According to researchers at the University of California, Berkeley, time spent outdoors can inspire one to become more trusting, generous, and helpful toward others.
Positive news for nature lovers! If you’re drawn to explore the mountains or spend time on the plains, are intrigued by the mystery of the ocean or just can’t help but bask in the sun when it’s out, your likely to be a much happier, healthier, and kinder person than most others.
According to information unearthed by researchers at the University of California, Berkeley, time spent outdoors can inspire one to become more trusting, generous, and helpful toward others.
The series of experiments, which were published in 2014, studied the potential impact of nature on the willingness to display traits marked as kind. Researchers also took into consideration other factors which might influence that relationship.
Participants were exposed to more or less subjectively beautiful nature scenes (whose beauty levels were rated independently) and then observed how participants behaved playing two economics games – The Dictator Game and the Trust Game. Both measure generosity and trust, respectively.
After being exposed to the more beautiful nature scenes, participants acted more generously and with more trust in the games than those who saw less beautiful scenes. Reportedly, the effects appeared to be due to corresponding increases in positive emotion.

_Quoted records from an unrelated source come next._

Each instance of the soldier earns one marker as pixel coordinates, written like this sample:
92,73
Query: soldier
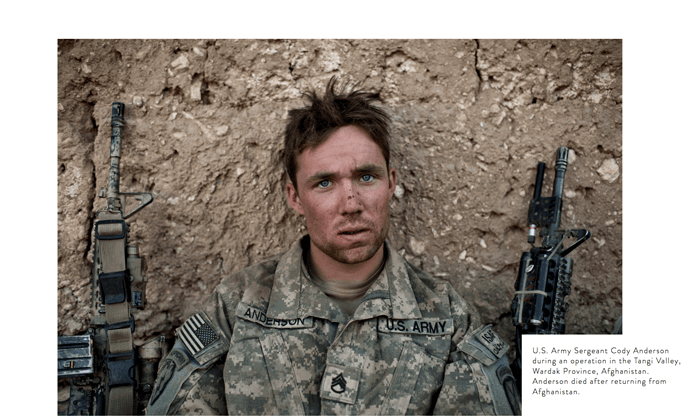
340,323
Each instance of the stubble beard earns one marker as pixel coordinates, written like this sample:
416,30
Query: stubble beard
350,255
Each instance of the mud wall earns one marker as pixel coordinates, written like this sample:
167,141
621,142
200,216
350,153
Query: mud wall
472,118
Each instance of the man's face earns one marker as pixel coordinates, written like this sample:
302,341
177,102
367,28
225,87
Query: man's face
344,190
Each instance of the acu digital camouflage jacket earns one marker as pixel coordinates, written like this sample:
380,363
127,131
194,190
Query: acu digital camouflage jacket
269,342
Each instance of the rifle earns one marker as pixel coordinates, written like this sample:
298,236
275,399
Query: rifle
544,274
106,373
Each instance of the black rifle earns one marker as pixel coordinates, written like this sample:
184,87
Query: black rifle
544,275
106,373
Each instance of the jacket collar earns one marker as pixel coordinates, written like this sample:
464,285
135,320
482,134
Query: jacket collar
294,296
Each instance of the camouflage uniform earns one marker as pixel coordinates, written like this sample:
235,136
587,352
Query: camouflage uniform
269,342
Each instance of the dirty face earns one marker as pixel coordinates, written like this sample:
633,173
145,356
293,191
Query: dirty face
344,189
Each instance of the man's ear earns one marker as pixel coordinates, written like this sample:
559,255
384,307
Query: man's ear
293,199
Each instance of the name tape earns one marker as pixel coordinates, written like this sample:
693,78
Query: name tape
256,315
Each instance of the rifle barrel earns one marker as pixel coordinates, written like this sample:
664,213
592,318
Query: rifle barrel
115,149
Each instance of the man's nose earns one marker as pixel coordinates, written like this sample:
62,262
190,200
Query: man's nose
350,202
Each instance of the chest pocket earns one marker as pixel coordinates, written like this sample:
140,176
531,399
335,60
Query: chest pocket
281,372
403,383
260,374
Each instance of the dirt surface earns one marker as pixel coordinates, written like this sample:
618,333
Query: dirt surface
472,118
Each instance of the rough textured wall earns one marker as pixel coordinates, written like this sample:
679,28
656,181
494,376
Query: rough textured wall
204,122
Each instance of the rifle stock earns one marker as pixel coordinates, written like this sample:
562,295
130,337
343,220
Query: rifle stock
544,273
106,373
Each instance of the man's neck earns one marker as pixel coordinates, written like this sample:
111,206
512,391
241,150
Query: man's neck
326,268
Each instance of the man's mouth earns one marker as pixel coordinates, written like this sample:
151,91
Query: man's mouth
353,232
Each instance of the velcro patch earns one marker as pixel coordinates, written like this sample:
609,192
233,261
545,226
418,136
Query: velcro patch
340,383
197,334
252,314
492,341
427,326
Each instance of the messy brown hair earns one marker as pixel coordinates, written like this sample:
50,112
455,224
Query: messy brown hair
310,126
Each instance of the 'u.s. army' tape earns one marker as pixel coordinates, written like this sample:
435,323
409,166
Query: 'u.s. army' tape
426,326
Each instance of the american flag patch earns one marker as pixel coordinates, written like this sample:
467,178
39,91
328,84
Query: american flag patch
196,334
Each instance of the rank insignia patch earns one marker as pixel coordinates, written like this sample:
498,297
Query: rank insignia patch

YesMagazine relays that in another part of the study, researchers asked the participants to fill out a survey about their emotions while sitting at a table where ‘beautiful’ plants were placed. Afterwards, the people taking part in the study were told that the experiment was over and they could leave, but that if they wanted to, they could volunteer to make paper cranes for a relief effort program in Japan. The researchers used the number of cranes they made (or didn’t make) as a measure of their “prosociality” or willingness to help.
Again, results showed that the presence of more beautiful plants significantly increased the number of cranes made by participants and that the increase was similarly mediated by positive emotion elicited by natural beauty.

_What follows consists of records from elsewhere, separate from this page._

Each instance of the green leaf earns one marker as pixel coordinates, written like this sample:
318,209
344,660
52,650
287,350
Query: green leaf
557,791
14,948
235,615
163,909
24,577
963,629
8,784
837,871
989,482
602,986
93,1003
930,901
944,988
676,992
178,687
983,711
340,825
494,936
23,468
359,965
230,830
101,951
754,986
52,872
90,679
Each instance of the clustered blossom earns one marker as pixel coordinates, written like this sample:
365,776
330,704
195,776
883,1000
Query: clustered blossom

The researchers concluded that experiencing the beauty of nature increases positive emotion – perhaps by inspiring awe, infatuation with something greater than oneself – which then leads to prosocial behavior.

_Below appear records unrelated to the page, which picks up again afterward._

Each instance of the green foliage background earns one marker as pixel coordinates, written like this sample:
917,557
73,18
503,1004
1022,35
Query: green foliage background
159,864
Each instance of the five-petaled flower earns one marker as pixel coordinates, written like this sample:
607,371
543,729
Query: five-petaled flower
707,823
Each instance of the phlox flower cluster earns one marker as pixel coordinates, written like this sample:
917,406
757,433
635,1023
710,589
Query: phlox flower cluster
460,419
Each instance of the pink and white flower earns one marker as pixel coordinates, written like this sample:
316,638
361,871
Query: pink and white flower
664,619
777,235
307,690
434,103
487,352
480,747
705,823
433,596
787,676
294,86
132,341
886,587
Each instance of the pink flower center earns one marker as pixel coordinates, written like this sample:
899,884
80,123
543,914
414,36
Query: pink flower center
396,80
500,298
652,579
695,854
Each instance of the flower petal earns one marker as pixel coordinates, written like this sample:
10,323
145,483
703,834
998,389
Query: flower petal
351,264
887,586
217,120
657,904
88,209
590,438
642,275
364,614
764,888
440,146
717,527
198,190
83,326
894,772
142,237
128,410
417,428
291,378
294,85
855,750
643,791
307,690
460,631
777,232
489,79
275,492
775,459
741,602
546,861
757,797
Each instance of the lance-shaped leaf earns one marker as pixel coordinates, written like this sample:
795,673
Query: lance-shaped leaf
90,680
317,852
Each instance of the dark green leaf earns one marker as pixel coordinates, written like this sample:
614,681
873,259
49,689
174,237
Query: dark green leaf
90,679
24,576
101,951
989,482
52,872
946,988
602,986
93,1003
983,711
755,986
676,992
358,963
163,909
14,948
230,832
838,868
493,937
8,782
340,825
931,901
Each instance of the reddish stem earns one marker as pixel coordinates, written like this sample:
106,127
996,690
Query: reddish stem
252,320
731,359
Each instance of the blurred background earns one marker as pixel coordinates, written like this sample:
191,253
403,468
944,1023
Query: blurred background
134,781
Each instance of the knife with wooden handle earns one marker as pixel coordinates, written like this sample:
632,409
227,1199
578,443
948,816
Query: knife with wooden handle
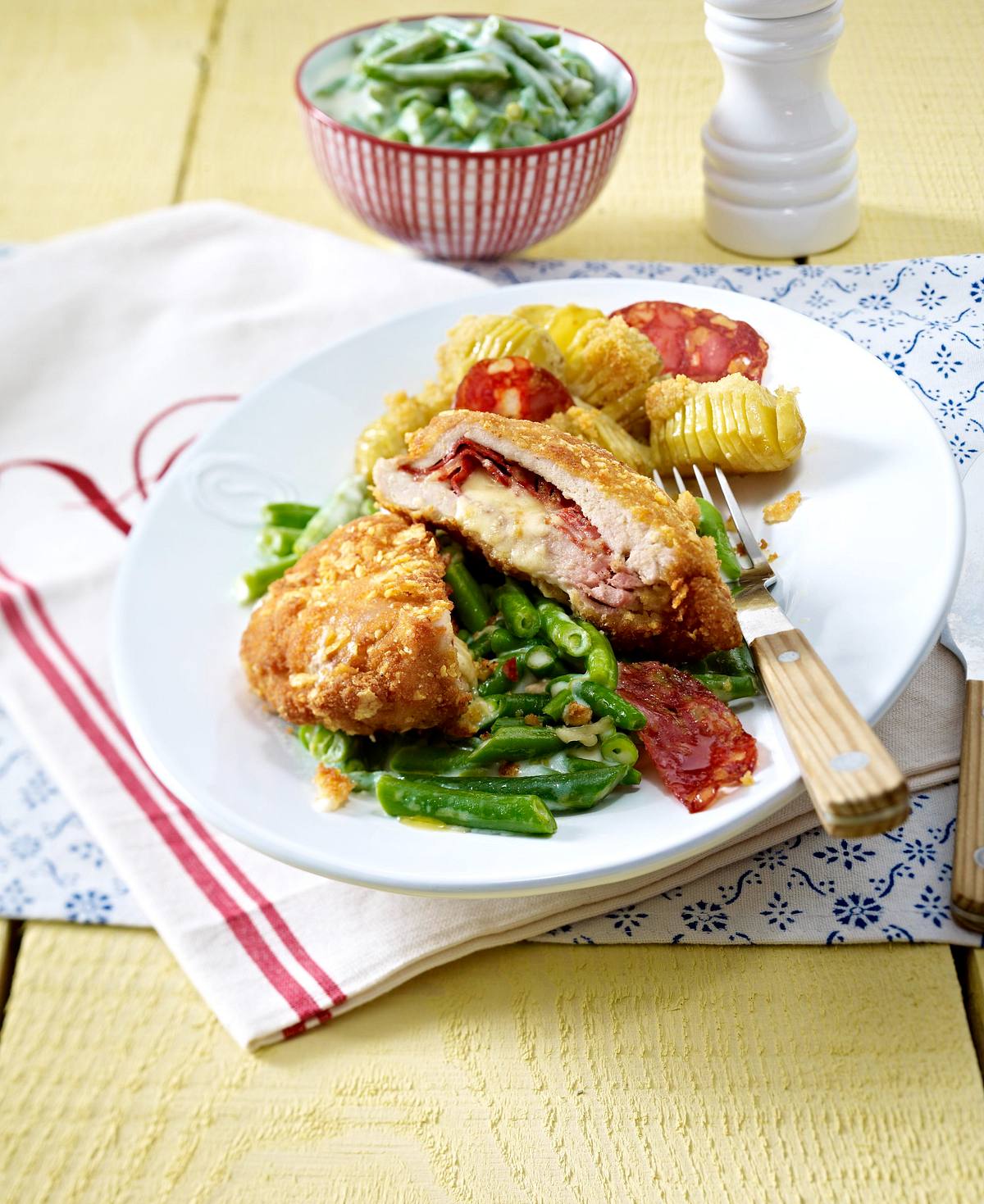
963,634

As David Strayer, of the University of Utah, states:
“People have been discussing their profound experiences in nature for the last several hundred years—from Thoreau to John Muir to many other writers. Now we are seeing changes in the brain and changes in the body that suggest we are physically and mentally more healthy when we are interacting with nature.”
This study is just one more affirmation that being in nature – not indoors and online most of the day – is beneficial to one’s health and good mood.